The Recent Anchor Proposal & Anchor’s Original Vision

March 4, 2022 Ninor Mansor

Contributions from Ninos Mansor, Sam Kim & Michael Arrington

We had the chance to review the recent proposal from our friends at Arca and Polychain and wanted to share our notes with the community.

The Proposal

(1) Yields to depositors will be paid out in 85% UST and 15% ANC.

(2) Yield is determined by how long depositors decide to escrow the ANC portion of yield.

(3) Borrowers can earn up to 1.5x boost on ANC rebates proportional to the borrower’s amount of veANC.

Anchor’s Original Vision

The Arca and Polychain teams have invested time and energy into thinking about how to improve Anchor. It goes without saying that we appreciate and respect their efforts.

With that friendly caveat to start, Arrington Capital is not aligned with modulating depositor economics through ANC. Whether accomplished by locking ANC or through ANC-denominated payouts, we think this approach is not philosophically consistent with the core innovation of Anchor. 

Anchor’s innovation is its extreme simplicity. It is an intuitive protocol that turns volatile PoS staking rates into UST yield. Increasing tokenomic friction for depositors may appeal to degen TeFi but clashes with Anchor’s value proposition as a primitive. Anchor’s vision was to be a fixed savings product for mainstream users and fintechs – “Stripe for Savings”. It does this by aggregating unlevered PoS rewards, using them to subsidize borrowers and create a stable yield.

Anchor is not there yet. In March 2021, we published a paper titled Resurrecting The Saver: Walking Tall With Anchor. In the third section, we describe Anchor’s vision to employ dynamic interest rate targeting. Anchor could become a “financial control system”: as PoS yields change, the system dynamically adjusts the borrower subsidy such that “the Lending Rate equals the Anchor Rate”

This is not how Anchor functions today. The Anchor rate is not dynamic. It doesn’t adapt to PoS yields. The Anchor Rate does not encompass enough PoS collateral types to be considered a broad-based source of PoS yield. Anchor is far from its original vision. 

With that said, it’s not clear to us that the answer is more DeFi wizardry – especially if this financial engineering forces depositors to deal with the added complexity of the ANC token.

The TeFi Degen or The Mainstream Normie?

Tokenomic experiments appeal to the marginal degen in TeFi but add layers of friction for new users. The current proposal could deter non crypto-natives from Anchor. The mental overhead of ANC escrows could detract ordinary users and Web2 customers. 

Mainstream users have a premium on simplicity: they’d rather tolerate lower-yield, lower-complexity products than higher yield, higher complexity products. Think about the company Alice. They are building a simple fiat gateway to Anchor. How does making ANC critical to Anchor deposits complicate user onboarding? Full disclosure: we are seed investors in Alice.

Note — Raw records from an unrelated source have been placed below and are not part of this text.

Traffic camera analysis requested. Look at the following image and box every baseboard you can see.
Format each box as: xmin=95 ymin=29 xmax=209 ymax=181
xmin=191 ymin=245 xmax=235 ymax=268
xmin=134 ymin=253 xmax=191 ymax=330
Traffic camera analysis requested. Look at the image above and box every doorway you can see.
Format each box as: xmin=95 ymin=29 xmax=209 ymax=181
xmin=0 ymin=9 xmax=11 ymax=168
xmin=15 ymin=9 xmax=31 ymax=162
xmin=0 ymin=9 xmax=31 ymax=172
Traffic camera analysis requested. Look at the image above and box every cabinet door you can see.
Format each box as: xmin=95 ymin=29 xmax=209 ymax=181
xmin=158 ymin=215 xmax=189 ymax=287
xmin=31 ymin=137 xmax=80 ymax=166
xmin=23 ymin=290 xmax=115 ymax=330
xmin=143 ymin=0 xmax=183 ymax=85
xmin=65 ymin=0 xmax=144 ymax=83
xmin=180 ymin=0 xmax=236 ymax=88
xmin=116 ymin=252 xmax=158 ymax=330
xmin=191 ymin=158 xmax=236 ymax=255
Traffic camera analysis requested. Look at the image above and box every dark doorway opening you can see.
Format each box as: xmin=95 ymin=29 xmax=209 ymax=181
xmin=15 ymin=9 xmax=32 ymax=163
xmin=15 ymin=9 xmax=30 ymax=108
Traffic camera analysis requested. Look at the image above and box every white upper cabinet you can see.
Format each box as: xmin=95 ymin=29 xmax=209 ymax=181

The question is – how do we get to Anchor’s original vision if it isn’t through experiments that use ANC to tinker with depositor dynamics? A few suggestions (most of which are already being discussed by the community). More emphasis should be placed on incentivizing and increasing borrowing demand by adding new collateral assets. We like Retrograde’s proposed crypto-economic and governance games. Even though they add complexity, they focus on the borrower side. They don’t create friction for depositors. 

Point (3) tries to incorporate these games but it’s not clear where the additional ANC rebates come from and whether the ANC inflation rate will need to be adjusted. As an aside, there’s another elephant in the room. Are ANC tokenomics broken? If so, how broken are they? Currently ANC governance staking already returns 9%+ in kind. This is pretty good. ANC governors already receive relatively healthy cash flows.

Anchor synchronizes with crypto cyclicality by experiencing higher borrowing demand during bull markets relative to deposits and experiencing the opposite during downturns. The high borrow demand in bull markets – in theory – helps to replenish the yield reserves to feed the deposit yield during the winter. 

Anchor has not had enough time to build up its reserves as well as the diversity of its collateral base. Borrow demand should grow as UST gains traction as a decentralized stablecoin. We are long term investors in Anchor and believers in Terra’s design philosophy: double down on simplicity and a great user experience that abstracts away the complexities of crypto. We may disagree with the proposal but we thank Arca and Polychain. They are helping to spark important conversations that push Terra forward.